Öyle ya CHP’nin elinde iki aday olduğunu biliyoruz peki AKP’nin aday adayları kimler, bununla ilgili bir fikriniz, bir bilginiz, bir öngörünüz var mı?
AKP Genel Başkanı sıfatıyla Tayyip Erdoğan aday adaylarını bir masaya oturtursa kimler o masada olacak!
Erdoğan kimi “sobaya yakın” oturtacak biliyor muyuz!
Bilmiyoruz ve niyeyse merak etmiyoruz.
Sanki Yüksek Seçim Kurulu Erdoğan’ın Anayasa’ya aykırı biçimde bir kez daha aday olmasına yeşil ışık yakacak gibi davranıyor herkes.
CHP’nin başında Kemal Kılıçdaroğlu olsaydı muhtemelen “Önemli değil, olsun” derdi.
Özgür Özel’in böyle diyeceğini hiç zannetmiyorum.
O zaman en iyisi şimdiden YSK’ya sormak.
Erken seçim olmaz ise Erdoğan’a “Aday olamazsınız” diyecek misiniz!
Federasyon mazbut da, sorun hakem ahalisi mi!
Türk Futbolu büyük bir kaos içinde.
Kulüpler öyle diyor.
Hakemler tam rezalet.
Kulüpler öyle diyor.
Türk futbolunda bir “Yapı var”.
Bazı kulüpler öyle olduğunu iddia ediyor.
Federasyon’un tüm kararları tartışmalı.
Kulüpler isyan ediyor.
Futbol Federasyonu UEFA Yönetim Kurulu seçimlerinde hiçbir Türk’ü aday göstermiyor ve yıllardır ilk defa UEFA yönetiminde bir temsilcimiz yok.
Tüm bu rezaletler üzerine ben de “Bu federasyon istifa etmeli ve kulüpler acilen bir seçim yaparak doğru düzgün bir federasyon seçmeli” diyorum.

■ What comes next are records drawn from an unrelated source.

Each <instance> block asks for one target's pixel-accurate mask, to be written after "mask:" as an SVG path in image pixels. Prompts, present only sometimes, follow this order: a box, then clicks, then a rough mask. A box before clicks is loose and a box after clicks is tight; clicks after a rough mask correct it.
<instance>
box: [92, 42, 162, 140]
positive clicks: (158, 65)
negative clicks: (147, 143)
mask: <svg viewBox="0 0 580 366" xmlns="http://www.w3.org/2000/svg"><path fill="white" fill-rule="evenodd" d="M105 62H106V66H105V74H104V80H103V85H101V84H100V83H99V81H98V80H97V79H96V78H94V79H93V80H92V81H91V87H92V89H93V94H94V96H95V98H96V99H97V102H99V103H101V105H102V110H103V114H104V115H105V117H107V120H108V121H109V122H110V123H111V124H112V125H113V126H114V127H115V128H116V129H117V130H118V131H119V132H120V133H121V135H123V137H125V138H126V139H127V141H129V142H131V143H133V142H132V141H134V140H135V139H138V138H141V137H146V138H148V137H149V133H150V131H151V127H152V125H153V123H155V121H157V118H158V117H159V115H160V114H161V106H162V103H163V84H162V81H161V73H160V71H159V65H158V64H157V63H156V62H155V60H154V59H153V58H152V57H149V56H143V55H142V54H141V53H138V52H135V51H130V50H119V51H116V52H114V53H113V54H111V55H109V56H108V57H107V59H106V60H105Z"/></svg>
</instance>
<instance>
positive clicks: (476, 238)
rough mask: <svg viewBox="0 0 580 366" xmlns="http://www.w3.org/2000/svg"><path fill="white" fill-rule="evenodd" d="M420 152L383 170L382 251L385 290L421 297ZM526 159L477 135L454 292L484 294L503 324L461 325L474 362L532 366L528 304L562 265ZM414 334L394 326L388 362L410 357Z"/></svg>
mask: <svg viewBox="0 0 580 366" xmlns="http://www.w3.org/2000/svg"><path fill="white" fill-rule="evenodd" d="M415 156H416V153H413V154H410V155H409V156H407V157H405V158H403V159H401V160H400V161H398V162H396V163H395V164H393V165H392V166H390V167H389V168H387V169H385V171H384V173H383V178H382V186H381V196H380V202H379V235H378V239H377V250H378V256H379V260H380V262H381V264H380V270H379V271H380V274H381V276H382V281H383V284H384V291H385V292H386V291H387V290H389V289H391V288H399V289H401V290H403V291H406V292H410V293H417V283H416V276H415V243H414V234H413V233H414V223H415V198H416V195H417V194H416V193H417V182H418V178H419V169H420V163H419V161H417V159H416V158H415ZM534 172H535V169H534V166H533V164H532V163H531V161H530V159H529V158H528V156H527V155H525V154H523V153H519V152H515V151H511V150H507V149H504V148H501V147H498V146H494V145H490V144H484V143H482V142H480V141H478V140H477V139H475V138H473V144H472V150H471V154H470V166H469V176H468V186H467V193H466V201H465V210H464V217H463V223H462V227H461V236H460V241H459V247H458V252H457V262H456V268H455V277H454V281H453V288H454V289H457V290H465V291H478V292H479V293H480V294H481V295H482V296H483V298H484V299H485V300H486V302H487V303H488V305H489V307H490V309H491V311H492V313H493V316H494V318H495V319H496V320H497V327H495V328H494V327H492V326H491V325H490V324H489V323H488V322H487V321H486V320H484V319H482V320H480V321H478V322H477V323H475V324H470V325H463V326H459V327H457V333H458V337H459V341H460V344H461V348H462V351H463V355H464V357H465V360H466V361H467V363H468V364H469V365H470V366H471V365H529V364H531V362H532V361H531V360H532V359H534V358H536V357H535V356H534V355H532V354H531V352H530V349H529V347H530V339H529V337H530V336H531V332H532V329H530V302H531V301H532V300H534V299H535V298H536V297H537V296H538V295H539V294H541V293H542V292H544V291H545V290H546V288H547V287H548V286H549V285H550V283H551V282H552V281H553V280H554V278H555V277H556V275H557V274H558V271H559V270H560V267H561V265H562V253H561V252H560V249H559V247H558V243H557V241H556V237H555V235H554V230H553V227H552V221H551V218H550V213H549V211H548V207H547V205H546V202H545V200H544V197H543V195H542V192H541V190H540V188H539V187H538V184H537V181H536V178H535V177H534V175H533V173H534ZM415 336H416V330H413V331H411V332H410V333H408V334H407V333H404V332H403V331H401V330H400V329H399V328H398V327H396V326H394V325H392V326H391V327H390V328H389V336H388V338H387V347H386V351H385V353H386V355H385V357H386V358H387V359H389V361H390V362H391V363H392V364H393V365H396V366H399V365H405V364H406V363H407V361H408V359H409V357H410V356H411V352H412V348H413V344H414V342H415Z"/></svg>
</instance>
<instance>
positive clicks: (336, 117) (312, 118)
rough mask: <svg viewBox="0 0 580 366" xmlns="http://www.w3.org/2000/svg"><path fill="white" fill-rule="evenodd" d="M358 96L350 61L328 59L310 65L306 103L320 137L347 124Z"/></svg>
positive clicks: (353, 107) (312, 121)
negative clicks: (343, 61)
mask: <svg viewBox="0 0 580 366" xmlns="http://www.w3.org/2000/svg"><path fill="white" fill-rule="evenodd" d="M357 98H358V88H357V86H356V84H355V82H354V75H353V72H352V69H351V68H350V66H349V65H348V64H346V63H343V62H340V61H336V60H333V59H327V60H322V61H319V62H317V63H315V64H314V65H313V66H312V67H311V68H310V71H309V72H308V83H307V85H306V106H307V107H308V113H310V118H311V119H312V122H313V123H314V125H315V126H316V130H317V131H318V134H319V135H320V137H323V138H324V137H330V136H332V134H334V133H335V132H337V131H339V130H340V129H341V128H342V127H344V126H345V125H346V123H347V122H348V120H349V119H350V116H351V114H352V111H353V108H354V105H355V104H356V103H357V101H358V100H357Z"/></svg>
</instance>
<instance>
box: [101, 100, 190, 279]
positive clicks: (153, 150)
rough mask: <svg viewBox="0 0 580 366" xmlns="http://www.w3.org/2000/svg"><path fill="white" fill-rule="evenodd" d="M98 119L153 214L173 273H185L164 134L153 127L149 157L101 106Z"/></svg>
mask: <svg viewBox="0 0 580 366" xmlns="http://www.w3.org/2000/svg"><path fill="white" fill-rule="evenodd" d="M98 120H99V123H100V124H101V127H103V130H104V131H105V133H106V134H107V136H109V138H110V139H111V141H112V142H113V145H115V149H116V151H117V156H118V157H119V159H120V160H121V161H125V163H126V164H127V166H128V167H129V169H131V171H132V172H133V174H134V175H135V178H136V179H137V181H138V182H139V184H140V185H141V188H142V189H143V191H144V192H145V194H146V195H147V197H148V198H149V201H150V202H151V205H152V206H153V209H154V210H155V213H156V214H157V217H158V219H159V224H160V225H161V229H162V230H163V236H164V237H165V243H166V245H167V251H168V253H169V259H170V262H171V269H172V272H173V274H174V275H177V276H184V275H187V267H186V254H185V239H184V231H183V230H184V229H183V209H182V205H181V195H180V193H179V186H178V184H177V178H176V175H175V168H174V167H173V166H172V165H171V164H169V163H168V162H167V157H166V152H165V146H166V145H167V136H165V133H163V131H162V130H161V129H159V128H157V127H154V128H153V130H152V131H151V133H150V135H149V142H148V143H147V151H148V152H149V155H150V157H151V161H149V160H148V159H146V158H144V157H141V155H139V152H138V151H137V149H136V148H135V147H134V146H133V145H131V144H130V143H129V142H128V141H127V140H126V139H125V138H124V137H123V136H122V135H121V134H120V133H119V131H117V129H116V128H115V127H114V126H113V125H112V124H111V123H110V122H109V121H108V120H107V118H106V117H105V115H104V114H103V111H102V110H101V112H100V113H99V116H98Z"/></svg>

Hakemlerin kötü olduğunu söyleyen, ligi Federasyon’un değil bir “yapı”nın dizayn ettiğini iddia edenler “Hayır, bu federasyon iyi, kalsın” diyor ve beni eleştiriyorlar.
Büyükekşi döneminde federasyon kötü idi.
Bunu ilk söyleyen ve hep söyleyenim.
O dönem hakemlere kötü dediniz ve Federasyon’u bunun sorumlusu yaptınız.
Ki doğrudur, öyle olması gerekir.
Ve Federasyon’un istifasını istediniz.
Ki iyi yaptınız, bence gitmeliydi.
Şimdi yine hakemlerin kötü olduğunu söylüyorsunuz.
Ki kötüler.
Ama bu sefer “Federasyon çok iyi ama hakemler kötü” diyor, Federasyon’un kalmasını istiyorsunuz.
Peki rica etsem bana ve herkese “Federasyon’un nesi iyi” bir anlatır mısınız!
Akrabayı, taallukatını Federasyon’a doldurup maaşlı eleman haline getirmesi mi iyi!
Üsküdar Belediyesi’nin işsiz kalan elemanlarını Federasyon’da maaşa bağlaması mı iyi!
UEFA’ya bir Türk yönetim kurulu üyesi yollamayı unutması mı iyi!
Nesi iyi de, geçen dönem bütün hakem hatalarının faturasını federasyon yönetimine kesiyordunuz da, şimdi hayali bir yapıya kesiyorsunuz!
“Yapı” dediğiniz şey gerçekse bile o “yapı” bu federasyon değil mi!
NE ZAMAN İNSAN OLURUZ?
Olmamak daha avantajlı olmadığı zaman.